SANA'A, Yemen - Missiles fired by a U.S. drone slammed into a convoy of vehicles traveling to a wedding party in central Yemen on Thursday, killing at least 13 people, Yemeni security officials said.

The officials said the attack took place in Radda, the capital of Bayda province, and left charred bodies and burned-out cars on the road. The city, a stronghold of al-Qaeda militants, witnessed deadly clashes early last year between armed tribesmen backed by the military and al-Qaeda gunmen in an attempt to drive them out of the city.

There were no immediate details on who was killed in the strike, and there were conflicting reports about whether there were militants traveling with the wedding convoy.

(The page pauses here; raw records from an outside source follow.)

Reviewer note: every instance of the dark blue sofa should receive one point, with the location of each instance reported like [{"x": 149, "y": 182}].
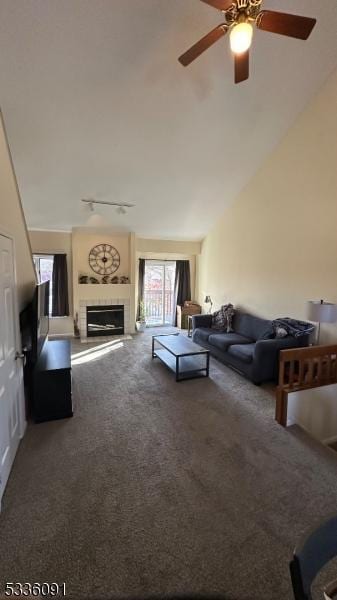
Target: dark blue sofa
[{"x": 248, "y": 349}]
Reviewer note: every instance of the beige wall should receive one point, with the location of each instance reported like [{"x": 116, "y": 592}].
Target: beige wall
[
  {"x": 52, "y": 242},
  {"x": 12, "y": 223},
  {"x": 167, "y": 246},
  {"x": 276, "y": 246}
]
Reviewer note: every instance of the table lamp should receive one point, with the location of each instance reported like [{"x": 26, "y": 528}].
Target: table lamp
[
  {"x": 321, "y": 312},
  {"x": 208, "y": 300}
]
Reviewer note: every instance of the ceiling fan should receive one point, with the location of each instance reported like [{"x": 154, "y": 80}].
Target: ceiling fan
[
  {"x": 240, "y": 16},
  {"x": 121, "y": 206}
]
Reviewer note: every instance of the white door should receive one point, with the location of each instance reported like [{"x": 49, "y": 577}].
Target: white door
[{"x": 11, "y": 380}]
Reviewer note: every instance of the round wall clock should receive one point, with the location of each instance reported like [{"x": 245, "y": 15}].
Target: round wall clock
[{"x": 104, "y": 259}]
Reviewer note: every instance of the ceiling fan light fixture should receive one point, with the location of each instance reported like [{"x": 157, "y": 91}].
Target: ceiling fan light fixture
[{"x": 241, "y": 37}]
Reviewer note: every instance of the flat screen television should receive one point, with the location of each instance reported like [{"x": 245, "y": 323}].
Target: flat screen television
[{"x": 40, "y": 318}]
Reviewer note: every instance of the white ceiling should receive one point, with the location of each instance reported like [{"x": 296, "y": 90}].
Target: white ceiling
[{"x": 97, "y": 105}]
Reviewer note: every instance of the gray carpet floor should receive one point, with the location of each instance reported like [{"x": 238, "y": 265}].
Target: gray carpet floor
[{"x": 156, "y": 486}]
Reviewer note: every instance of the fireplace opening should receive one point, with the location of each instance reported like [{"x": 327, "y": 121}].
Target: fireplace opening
[{"x": 105, "y": 320}]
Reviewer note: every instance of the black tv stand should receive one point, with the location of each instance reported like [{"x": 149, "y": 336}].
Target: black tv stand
[{"x": 52, "y": 396}]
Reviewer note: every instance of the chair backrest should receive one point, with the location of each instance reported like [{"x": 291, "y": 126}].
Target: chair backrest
[{"x": 316, "y": 549}]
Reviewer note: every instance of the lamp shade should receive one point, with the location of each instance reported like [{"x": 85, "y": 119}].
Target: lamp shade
[{"x": 322, "y": 312}]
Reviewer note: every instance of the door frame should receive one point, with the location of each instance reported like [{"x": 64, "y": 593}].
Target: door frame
[
  {"x": 162, "y": 262},
  {"x": 22, "y": 412}
]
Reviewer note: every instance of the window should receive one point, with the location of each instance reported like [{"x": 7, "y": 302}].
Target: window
[{"x": 44, "y": 270}]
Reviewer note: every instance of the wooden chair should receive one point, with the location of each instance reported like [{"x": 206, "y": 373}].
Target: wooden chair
[{"x": 315, "y": 550}]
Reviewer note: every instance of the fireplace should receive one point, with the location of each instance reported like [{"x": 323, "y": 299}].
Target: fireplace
[{"x": 104, "y": 320}]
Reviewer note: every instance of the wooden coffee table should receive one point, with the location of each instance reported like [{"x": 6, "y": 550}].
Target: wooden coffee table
[{"x": 184, "y": 357}]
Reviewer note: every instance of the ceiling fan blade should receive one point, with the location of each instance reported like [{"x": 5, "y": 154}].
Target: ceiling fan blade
[
  {"x": 241, "y": 66},
  {"x": 285, "y": 24},
  {"x": 219, "y": 4},
  {"x": 200, "y": 47}
]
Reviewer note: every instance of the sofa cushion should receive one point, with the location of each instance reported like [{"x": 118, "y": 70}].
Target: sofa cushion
[
  {"x": 223, "y": 340},
  {"x": 201, "y": 334},
  {"x": 219, "y": 320},
  {"x": 243, "y": 352},
  {"x": 251, "y": 326}
]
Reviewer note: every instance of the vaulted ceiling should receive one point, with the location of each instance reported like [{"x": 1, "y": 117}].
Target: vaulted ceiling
[{"x": 97, "y": 105}]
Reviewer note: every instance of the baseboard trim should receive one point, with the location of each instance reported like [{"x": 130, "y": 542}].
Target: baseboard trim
[
  {"x": 56, "y": 335},
  {"x": 329, "y": 441}
]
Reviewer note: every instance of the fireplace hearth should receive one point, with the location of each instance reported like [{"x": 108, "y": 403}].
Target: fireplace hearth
[{"x": 105, "y": 320}]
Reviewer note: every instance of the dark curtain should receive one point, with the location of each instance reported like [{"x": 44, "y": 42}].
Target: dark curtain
[
  {"x": 141, "y": 277},
  {"x": 182, "y": 285},
  {"x": 60, "y": 302}
]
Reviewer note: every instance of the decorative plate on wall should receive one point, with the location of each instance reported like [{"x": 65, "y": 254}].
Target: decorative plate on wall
[{"x": 104, "y": 259}]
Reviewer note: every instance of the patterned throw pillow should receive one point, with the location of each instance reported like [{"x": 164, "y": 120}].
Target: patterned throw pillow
[{"x": 219, "y": 320}]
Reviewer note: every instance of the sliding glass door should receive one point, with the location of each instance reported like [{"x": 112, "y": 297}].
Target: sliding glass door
[{"x": 158, "y": 292}]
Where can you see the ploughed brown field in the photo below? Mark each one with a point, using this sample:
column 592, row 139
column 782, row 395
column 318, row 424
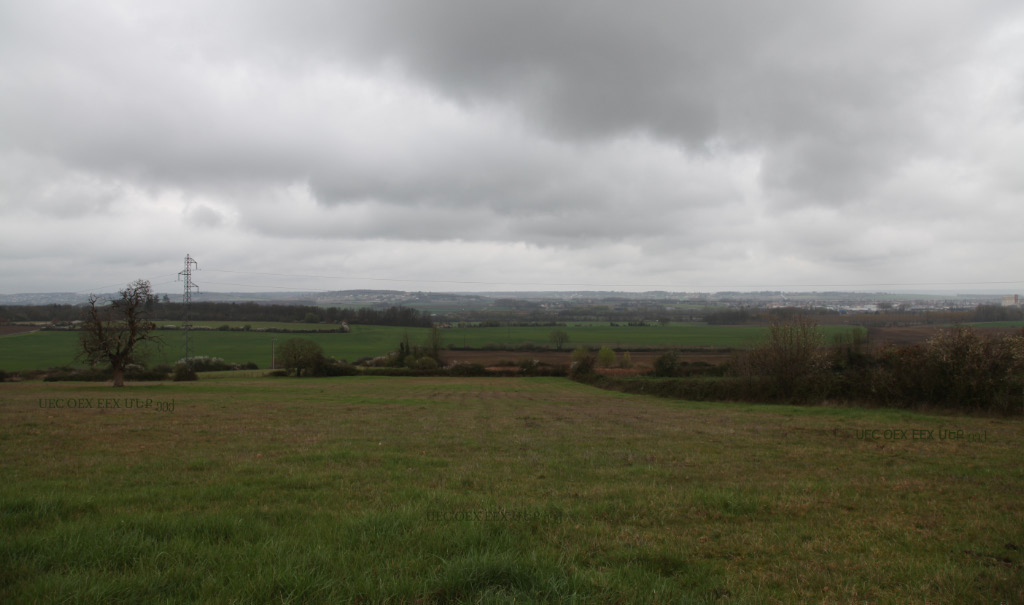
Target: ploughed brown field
column 881, row 337
column 8, row 330
column 644, row 360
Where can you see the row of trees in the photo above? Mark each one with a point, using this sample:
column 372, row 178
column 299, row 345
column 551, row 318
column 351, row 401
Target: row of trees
column 958, row 369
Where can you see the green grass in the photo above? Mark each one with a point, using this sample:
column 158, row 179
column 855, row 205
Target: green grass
column 47, row 349
column 380, row 489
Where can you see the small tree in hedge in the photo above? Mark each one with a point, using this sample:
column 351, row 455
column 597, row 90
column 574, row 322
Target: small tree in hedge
column 299, row 354
column 115, row 333
column 605, row 357
column 792, row 356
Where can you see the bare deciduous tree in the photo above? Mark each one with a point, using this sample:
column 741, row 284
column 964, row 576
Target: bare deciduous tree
column 113, row 333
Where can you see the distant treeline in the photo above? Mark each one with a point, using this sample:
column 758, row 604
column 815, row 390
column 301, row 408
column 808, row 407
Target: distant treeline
column 894, row 316
column 231, row 311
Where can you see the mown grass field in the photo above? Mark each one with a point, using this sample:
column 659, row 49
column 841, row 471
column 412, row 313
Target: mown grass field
column 40, row 350
column 383, row 489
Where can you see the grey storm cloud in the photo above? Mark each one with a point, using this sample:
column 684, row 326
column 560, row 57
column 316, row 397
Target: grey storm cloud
column 777, row 141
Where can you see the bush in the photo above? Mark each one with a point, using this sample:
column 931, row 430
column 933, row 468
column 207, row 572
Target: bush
column 328, row 366
column 183, row 373
column 300, row 354
column 793, row 360
column 667, row 364
column 468, row 370
column 583, row 368
column 606, row 357
column 426, row 363
column 204, row 363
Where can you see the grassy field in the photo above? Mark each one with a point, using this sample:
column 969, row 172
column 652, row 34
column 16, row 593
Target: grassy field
column 375, row 489
column 40, row 350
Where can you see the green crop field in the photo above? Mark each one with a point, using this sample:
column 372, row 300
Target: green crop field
column 377, row 489
column 40, row 350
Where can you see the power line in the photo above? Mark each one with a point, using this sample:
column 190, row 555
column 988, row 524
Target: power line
column 186, row 299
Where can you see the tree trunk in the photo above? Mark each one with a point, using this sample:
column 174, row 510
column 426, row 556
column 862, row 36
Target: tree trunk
column 119, row 377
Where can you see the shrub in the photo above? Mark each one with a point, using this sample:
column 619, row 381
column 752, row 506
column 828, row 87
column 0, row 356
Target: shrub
column 583, row 368
column 426, row 363
column 606, row 357
column 183, row 373
column 581, row 353
column 329, row 366
column 204, row 363
column 793, row 359
column 300, row 354
column 468, row 370
column 667, row 364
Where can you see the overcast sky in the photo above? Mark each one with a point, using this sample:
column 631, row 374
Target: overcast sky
column 471, row 145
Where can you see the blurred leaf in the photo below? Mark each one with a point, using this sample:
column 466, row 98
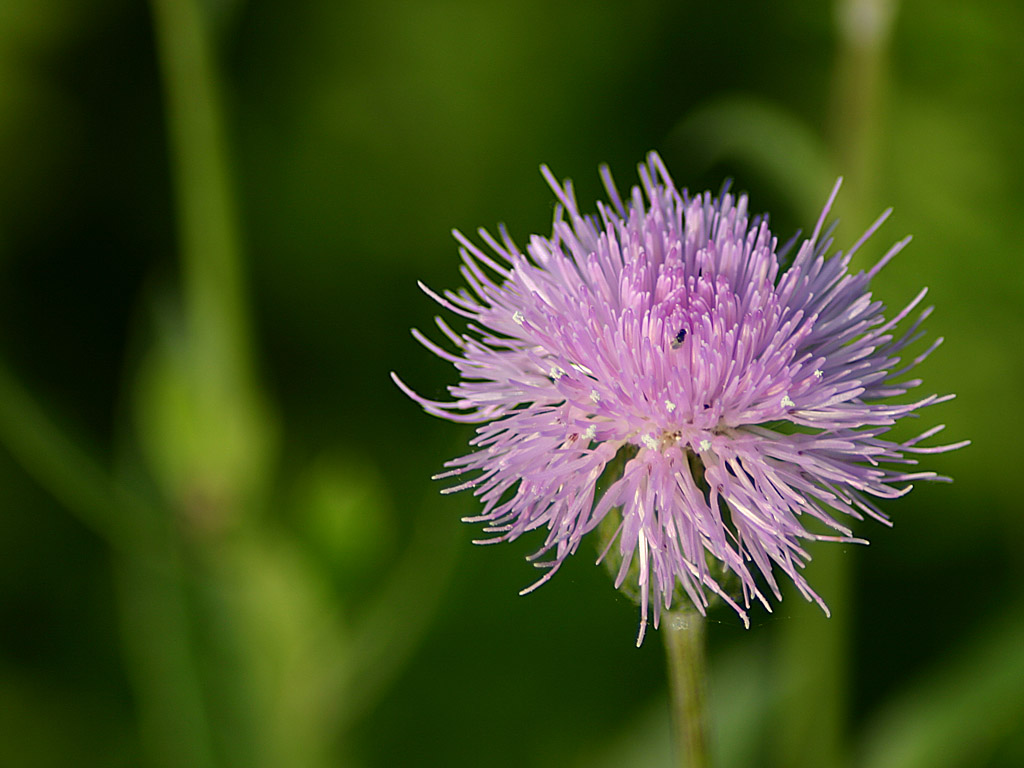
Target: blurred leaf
column 765, row 136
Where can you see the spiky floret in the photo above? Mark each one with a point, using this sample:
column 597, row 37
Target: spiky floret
column 740, row 397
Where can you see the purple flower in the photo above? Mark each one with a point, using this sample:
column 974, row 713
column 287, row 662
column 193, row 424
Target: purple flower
column 664, row 347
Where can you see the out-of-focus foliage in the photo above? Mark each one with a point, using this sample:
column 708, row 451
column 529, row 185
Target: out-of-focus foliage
column 218, row 542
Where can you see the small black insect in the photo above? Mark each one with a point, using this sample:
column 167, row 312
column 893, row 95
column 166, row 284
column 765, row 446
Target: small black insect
column 678, row 341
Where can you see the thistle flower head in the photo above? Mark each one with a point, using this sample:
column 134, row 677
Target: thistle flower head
column 723, row 399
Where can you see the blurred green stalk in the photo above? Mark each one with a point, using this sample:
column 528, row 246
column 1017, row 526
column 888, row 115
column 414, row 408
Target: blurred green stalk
column 685, row 646
column 815, row 651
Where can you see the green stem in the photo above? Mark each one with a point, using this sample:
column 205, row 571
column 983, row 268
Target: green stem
column 215, row 303
column 684, row 644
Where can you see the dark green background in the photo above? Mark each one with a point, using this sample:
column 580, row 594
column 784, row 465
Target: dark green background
column 325, row 605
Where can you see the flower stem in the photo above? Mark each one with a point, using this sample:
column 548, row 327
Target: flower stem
column 684, row 644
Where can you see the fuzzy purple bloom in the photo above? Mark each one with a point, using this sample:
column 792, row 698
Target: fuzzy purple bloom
column 740, row 396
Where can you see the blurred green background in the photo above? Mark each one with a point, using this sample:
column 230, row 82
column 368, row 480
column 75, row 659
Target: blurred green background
column 218, row 542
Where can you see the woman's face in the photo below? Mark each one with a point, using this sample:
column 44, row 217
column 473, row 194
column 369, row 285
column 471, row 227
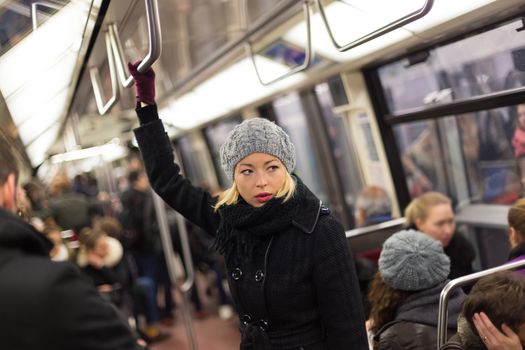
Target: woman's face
column 439, row 223
column 259, row 176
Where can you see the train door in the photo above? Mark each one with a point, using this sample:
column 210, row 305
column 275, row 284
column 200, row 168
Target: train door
column 449, row 117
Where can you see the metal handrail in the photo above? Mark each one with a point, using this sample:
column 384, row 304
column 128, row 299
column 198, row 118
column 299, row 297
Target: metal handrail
column 34, row 6
column 460, row 282
column 125, row 79
column 155, row 44
column 374, row 228
column 95, row 81
column 378, row 32
column 308, row 51
column 169, row 255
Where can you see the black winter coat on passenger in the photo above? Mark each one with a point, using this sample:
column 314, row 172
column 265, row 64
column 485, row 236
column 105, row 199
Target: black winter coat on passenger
column 296, row 286
column 47, row 305
column 415, row 325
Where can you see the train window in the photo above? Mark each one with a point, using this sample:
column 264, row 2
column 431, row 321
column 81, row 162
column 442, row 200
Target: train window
column 188, row 160
column 16, row 21
column 337, row 91
column 342, row 149
column 215, row 135
column 291, row 117
column 459, row 70
column 476, row 156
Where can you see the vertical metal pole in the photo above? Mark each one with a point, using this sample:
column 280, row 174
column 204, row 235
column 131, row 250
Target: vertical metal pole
column 169, row 255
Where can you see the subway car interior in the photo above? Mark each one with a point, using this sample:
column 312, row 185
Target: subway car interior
column 409, row 96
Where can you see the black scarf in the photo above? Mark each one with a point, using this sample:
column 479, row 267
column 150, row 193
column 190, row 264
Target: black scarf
column 244, row 227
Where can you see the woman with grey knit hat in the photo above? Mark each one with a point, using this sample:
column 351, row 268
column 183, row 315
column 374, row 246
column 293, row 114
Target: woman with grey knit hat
column 404, row 294
column 290, row 271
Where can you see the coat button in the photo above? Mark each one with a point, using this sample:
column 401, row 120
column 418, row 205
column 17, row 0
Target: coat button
column 259, row 275
column 264, row 325
column 237, row 274
column 245, row 319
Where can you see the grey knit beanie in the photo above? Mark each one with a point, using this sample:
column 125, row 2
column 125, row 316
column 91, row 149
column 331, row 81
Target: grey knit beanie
column 411, row 260
column 257, row 135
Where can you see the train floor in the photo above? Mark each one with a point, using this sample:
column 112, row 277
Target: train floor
column 211, row 332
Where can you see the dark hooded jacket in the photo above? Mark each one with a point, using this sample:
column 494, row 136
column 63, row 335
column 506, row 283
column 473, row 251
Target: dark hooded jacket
column 290, row 271
column 415, row 325
column 49, row 305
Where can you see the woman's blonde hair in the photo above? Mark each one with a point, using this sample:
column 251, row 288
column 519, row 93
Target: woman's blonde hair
column 231, row 195
column 516, row 217
column 420, row 206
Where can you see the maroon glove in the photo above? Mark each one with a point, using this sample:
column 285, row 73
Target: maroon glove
column 144, row 84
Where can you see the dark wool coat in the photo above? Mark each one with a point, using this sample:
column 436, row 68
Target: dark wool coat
column 415, row 325
column 47, row 305
column 298, row 290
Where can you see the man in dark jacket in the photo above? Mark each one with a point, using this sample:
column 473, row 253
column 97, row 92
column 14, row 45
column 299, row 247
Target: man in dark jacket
column 46, row 305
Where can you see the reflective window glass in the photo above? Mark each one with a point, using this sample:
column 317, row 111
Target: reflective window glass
column 477, row 157
column 215, row 135
column 459, row 70
column 291, row 117
column 341, row 147
column 189, row 162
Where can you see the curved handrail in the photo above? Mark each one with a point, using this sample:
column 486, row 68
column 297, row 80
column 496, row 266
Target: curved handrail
column 460, row 282
column 308, row 52
column 95, row 81
column 34, row 6
column 155, row 44
column 378, row 32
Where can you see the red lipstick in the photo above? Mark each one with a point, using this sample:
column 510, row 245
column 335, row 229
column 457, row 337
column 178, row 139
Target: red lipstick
column 263, row 197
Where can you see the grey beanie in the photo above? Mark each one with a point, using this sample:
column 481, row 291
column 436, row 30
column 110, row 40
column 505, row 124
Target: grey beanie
column 257, row 135
column 411, row 260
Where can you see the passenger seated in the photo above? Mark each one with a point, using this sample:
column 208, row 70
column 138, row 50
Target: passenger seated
column 516, row 219
column 404, row 294
column 135, row 295
column 432, row 214
column 60, row 251
column 493, row 315
column 46, row 305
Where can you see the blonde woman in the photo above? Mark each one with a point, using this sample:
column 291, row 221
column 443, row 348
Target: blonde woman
column 290, row 271
column 432, row 214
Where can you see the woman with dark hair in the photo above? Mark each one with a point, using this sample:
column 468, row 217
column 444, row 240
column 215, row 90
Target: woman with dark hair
column 404, row 294
column 432, row 214
column 516, row 219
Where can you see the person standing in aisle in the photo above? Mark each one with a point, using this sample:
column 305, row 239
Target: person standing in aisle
column 47, row 305
column 290, row 271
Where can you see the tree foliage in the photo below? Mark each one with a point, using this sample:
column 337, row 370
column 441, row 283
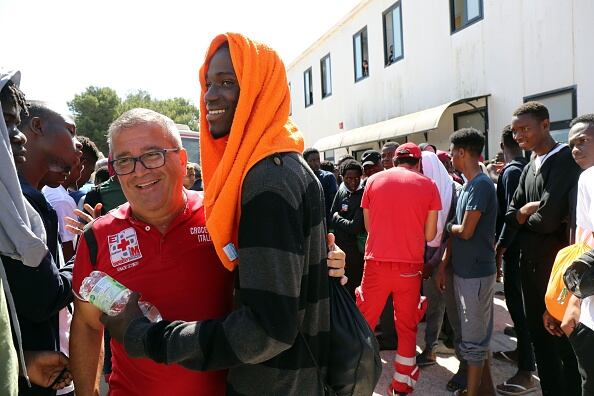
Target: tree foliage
column 93, row 111
column 96, row 108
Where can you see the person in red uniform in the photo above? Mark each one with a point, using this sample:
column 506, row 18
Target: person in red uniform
column 400, row 208
column 158, row 245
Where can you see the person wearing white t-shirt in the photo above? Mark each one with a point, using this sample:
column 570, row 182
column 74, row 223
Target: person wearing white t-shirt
column 578, row 322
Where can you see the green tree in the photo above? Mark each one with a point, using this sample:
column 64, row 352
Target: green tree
column 94, row 110
column 180, row 110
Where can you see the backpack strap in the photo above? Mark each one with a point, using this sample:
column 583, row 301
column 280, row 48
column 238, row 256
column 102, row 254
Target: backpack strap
column 91, row 241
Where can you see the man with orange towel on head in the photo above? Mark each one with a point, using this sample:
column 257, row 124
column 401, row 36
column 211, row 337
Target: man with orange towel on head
column 265, row 214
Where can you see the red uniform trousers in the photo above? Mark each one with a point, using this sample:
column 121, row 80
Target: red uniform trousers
column 403, row 282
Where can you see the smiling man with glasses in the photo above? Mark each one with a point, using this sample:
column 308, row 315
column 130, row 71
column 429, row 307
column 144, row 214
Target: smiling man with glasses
column 156, row 244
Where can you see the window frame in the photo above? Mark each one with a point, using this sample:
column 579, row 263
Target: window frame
column 327, row 56
column 363, row 76
column 563, row 124
column 468, row 23
column 306, row 95
column 484, row 112
column 397, row 4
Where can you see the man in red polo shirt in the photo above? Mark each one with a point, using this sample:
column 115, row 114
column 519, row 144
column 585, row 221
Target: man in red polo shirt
column 157, row 245
column 400, row 208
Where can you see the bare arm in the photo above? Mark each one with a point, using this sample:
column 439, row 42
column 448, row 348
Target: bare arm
column 431, row 225
column 86, row 348
column 466, row 229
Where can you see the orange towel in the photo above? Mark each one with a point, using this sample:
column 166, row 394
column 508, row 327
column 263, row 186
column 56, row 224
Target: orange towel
column 261, row 127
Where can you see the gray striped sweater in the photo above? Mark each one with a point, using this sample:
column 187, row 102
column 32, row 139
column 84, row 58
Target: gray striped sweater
column 281, row 288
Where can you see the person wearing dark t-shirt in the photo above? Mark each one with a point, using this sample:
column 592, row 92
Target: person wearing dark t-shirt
column 539, row 211
column 347, row 222
column 327, row 179
column 471, row 252
column 508, row 260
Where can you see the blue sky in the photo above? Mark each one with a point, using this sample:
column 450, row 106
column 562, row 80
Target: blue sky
column 63, row 46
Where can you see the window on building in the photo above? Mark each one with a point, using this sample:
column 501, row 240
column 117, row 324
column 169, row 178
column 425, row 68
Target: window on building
column 562, row 106
column 465, row 12
column 308, row 87
column 361, row 55
column 476, row 119
column 326, row 76
column 290, row 100
column 393, row 42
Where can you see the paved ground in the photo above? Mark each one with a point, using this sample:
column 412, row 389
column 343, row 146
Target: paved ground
column 434, row 378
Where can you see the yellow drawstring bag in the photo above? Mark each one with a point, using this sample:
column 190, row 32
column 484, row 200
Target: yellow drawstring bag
column 557, row 294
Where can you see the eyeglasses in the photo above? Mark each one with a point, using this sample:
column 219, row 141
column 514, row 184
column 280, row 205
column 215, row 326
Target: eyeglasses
column 151, row 160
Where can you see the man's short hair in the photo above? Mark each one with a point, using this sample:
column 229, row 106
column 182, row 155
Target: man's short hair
column 89, row 148
column 535, row 109
column 469, row 139
column 327, row 166
column 11, row 92
column 39, row 109
column 583, row 119
column 351, row 165
column 507, row 138
column 139, row 116
column 309, row 151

A military official said initial information indicated the drone mistook the wedding party for an al-Qaeda convoy. He said tribesmen known to the villagers were among the dead. One of the three security officials, however, said al-Qaeda militants were suspected to have been traveling with the wedding convoy.

The CIA declined to comment on the reported strike. While the U.S. acknowledges its drone program in Yemen, it does not usually address individual strikes.

If further investigations determine that the victims were all civilians, the attack could fuel an outburst of anger against the United States and the government in Sana'a among a Yemeni public already opposed to drone strikes.

Civilian deaths have bred resentments on a local level, sometimes undermining U.S. efforts to turn the public against the militants. The backlash in Yemen is still not as large as in Pakistan, where there is heavy pressure on the government to force limits on strikes - but public calls for a halt to strikes are starting to emerge.

In October, two U.N. human-rights investigators called for more transparency from the United States and other countries about their drone programs, saying their secrecy is the biggest obstacle to determining the civilian toll of such strikes.

The missile attacks in Yemen are part of a U.S.-Yemeni campaign against al-Qaeda in the Arabian Peninsula, which Washington has called the most dangerous branch of the global terrorist network.

Thursday's drone strike is the second since a massive car bombing and coordinated assault on Yemen's military headquarters killed 56 people, including foreigners. Al-Qaeda claimed responsibility.

Meanwhile, in Yemen's restive northern, ultraconservative Sunni Muslim militants and rebels belonging to a branch of Shiite Islam battled each other with artillery and machine guns, killing more than 40 people, security officials said.